We did not observe any changes to LBM as measured by dual-energy X-ray absorptiometry in any groups. While Cr supplementation is known to enhance the training-induced gain in LBM (Branch, 2003; Devries & Phillips, 2014), most demonstrating this effect employ a longer duration of supplementation (i.e., >8 weeks) in combination with a progressive resistance training program. One study reports a significant increase in fat-free mass following 3 days of loading and 7 days of maintenance supplementation at a dose of 20 and 5 g/day, respectively (Safdar et al., 2008). However, this gain in fat-free mass is most likely due to increased fluid retention following Cr supplementation (Bone et al., 2017; Powers et al., 2003) rather than a true increase in myofibrillar protein content.
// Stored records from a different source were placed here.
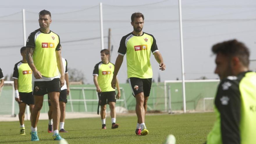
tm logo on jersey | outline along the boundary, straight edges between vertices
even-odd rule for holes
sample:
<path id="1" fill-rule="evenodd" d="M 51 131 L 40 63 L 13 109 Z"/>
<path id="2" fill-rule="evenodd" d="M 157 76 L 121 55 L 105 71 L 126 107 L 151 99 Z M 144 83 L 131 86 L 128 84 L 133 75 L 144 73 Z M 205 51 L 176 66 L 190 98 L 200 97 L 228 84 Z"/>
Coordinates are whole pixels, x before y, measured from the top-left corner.
<path id="1" fill-rule="evenodd" d="M 111 71 L 102 71 L 102 74 L 111 74 Z"/>
<path id="2" fill-rule="evenodd" d="M 134 50 L 135 51 L 147 50 L 147 45 L 136 45 L 134 46 Z"/>
<path id="3" fill-rule="evenodd" d="M 32 73 L 32 71 L 31 70 L 24 70 L 22 71 L 22 73 L 23 74 L 31 74 Z"/>
<path id="4" fill-rule="evenodd" d="M 54 43 L 42 42 L 42 48 L 54 48 Z"/>

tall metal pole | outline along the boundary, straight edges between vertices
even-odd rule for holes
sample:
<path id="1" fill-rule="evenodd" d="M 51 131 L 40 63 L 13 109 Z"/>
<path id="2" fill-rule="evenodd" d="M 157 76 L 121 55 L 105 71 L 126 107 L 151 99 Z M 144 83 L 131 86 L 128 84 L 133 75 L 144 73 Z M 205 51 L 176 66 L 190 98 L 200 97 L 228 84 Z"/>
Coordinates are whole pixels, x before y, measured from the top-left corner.
<path id="1" fill-rule="evenodd" d="M 25 19 L 25 9 L 22 9 L 22 19 L 23 22 L 23 38 L 24 46 L 26 46 L 26 23 Z"/>
<path id="2" fill-rule="evenodd" d="M 25 19 L 25 9 L 22 9 L 22 20 L 23 22 L 23 39 L 24 46 L 26 46 L 26 23 Z M 27 106 L 27 120 L 29 120 L 29 106 Z"/>
<path id="3" fill-rule="evenodd" d="M 186 113 L 186 95 L 185 93 L 185 70 L 184 67 L 184 57 L 183 52 L 183 36 L 182 32 L 182 17 L 181 13 L 181 0 L 179 0 L 179 32 L 180 36 L 180 51 L 181 53 L 181 65 L 182 70 L 182 86 L 183 92 L 183 105 L 184 113 Z"/>
<path id="4" fill-rule="evenodd" d="M 103 37 L 103 20 L 102 16 L 102 3 L 99 3 L 99 15 L 100 20 L 100 40 L 101 49 L 104 49 L 104 40 Z"/>

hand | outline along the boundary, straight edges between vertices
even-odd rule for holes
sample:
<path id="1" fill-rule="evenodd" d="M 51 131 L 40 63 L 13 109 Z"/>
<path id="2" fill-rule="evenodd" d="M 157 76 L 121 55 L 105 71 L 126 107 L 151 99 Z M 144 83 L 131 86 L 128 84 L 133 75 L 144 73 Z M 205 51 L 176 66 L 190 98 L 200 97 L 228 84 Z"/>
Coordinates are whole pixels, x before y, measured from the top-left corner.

As such, the lack of a significant gain in LBM for our study is in line with what is expected in response to 2 weeks of Cr supplementation
In conclusion, we demonstrated that CrM supplementation significantly increased muscle Cr content by ∼24%, whereas there was no statistically significant change in muscle Cr content in the PLA and/or the CLL conditions. As such, this work does not support the use of CLL as an alternative dietary supplementation strategy to CrM to increase muscle Cr content in healthy males and females.